When one of Cas’s most affluent clients, Chuck Shurley, dumps his kids on Cas and Dean on Halloween because his wife wants to go to a convention of some TV show or other (Cas understands approximately every third word that comes out of Becky Shurley’s mouth whenever he has the doubtful pleasure of meeting her), he finds out that Dean is amazing with children.

 

Which really surprises no one. Dean is gentle and soothing and kind, especially around animals and apparently children. And around Cas. But Dean compares Cas to a helpless kitten quite frequently, so. He is the loveliest person (both inside and out) that Cas has ever met so he really should have seen this coming. The butterflies in Cas’s tummy agree and start up a synchronised flight pattern while he watches Dean chase Chuck’s twins around the living room with an improvised ghost bed-sheet draped over his head. Later, when Dean breaks up a fight over how to split the bounty of their Halloween prowl around the apartment building with soft but firm words, Cas slinks off to the sun room where he has to breathe slow and deep for a while so as not to curl up into a ball of misery because one day Dean will find some pretty girl to have kids with and he’ll move out and Cas will be all alone in his pristine, empty apartment.

 

— - —

 

When Dean opens the apartment door much more timidly than usual and shuffles in a box of blanket covered, squirmy somethings, Cas is sure that whatever it is, Dean will have his way.
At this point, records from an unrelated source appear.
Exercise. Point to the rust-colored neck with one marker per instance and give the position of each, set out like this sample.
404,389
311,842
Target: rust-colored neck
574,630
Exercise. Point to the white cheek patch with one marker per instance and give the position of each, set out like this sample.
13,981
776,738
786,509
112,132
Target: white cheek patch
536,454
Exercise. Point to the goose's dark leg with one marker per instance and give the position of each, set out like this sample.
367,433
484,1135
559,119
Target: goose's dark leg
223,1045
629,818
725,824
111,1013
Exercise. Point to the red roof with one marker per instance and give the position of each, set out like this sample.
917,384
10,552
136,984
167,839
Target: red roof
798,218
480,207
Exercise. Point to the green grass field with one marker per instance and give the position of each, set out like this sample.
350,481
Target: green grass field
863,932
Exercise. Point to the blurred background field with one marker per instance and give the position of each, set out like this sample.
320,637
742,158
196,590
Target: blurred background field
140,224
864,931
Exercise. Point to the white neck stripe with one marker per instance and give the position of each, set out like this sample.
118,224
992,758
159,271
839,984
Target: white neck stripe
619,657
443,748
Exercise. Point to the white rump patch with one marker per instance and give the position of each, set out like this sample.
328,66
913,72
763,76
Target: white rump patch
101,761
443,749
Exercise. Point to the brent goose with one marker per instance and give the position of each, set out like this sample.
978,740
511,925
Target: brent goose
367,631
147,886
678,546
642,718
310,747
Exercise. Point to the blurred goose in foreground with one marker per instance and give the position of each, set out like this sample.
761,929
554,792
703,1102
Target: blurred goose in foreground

Because Cas can say no to million-dollar company CEOs and his clients‘ douchebag ex-husbands – and even to Sam when he’s cracked everyone else with his puppy dog eyes – but he can never say no to Dean.

 

And so it goes. Dean reaches into the pile of blankets, struggling a little against the squirming ball of fluff he unearths and plops down two kittens on Cas’s previously hair-free living room floor. The enamoured look on his face transforms into a sheepish smile when he raises his eyes to Cas’s, but he doesn’t even have to say anything. Cas is sold. He’s sold on Dean constantly being in his space, bringing with him loud friends and louder family (and constant hugs and support and love of a kind that makes Cas want to call his own siblings more often) and now apparently also baby animals that will shed on his carpets and sleep on his bed and Cas couldn’t care less. 

 

Even if it means listening to Dean sneezing up a storm and having to buy anti-histamines when Dean runs out and forgets to replenish his stock. Cas will take it all.

 

— - —

 

When Aaron Bass moves into the apartment opposite theirs, Cas doesn’t think anything of it. Then said Aaron Bass knocks on their door and Dean answers because Cas is immersed in the court transcripts of his most recent case. 

 

Cas does not expect Dean to invite Aaron in, or for Aaron to start flirting shamelessly with Dean. He doesn’t think much of this either, because he, unlike Aaron, knows that the man is barking up the wrong tree.

 

What he certainly doesn’t expect at all is Dean flirting back. He becomes all flustered and his cheeks get blotchy and pink, but that’s undoubtedly Dean’s southern boy charm mode activated. Cas has seen it in action at bars and coffee shops one too many a time to not be able to recognise it now. 

 

There’s a horrible swooping sensation in his tummy and his ribcage seems to shrink in on his heart. He mumbles something unintelligible and retreats to his bedroom. He feels shaken and like his skin doesn’t fit him quite right. Since when is Dean interested in men? And assuming this is not a recent development; how could he have missed it for years? This means that it’s not just the fact that Cas is a man, Dean simply has no interest in Cas. The realistion hurts more than it should, considering that Cas has tried to talk himself out of his hopes for more than a decade.

 

A while later he notices that he didn’t shut his bedroom door properly as he hears two sets of footsteps make their way to the door. He squeezes his eyes shut.

 

Aarons voice echoes into his room: “You wanna get a drink later?”

 

Cas drags the pillow towards himself and prepares to squeeze it over his head.

 

“Um, sorry man, but I’m kind of…,” Dean trails off and Cas holds his breath. “You’re a great guy but I – I’m good where I am right now.”

 

Aaron chuckles slightly resignedly. “Hey, no bad feelings. I should’ve known, really.”

 

Cas has no idea what Aaron is talking about but there is a warm feeling in his tummy at the thought that Dean is content and that he is not going on a date with their scruffy, decidedly male neighbour.

 

The door shuts and after a couple of deep breaths, Cas walks back into the living room. Dean is sitting on the couch, his battered copy of The Hobbit in his hands – he rereads it every December, like clockwork – completely unfazed. Cas clears his throat. Dean blinks up at him.


“Where did you disappear to, buddy?” Dean says and Cas plops down on the couch next to him like his strings have been cut.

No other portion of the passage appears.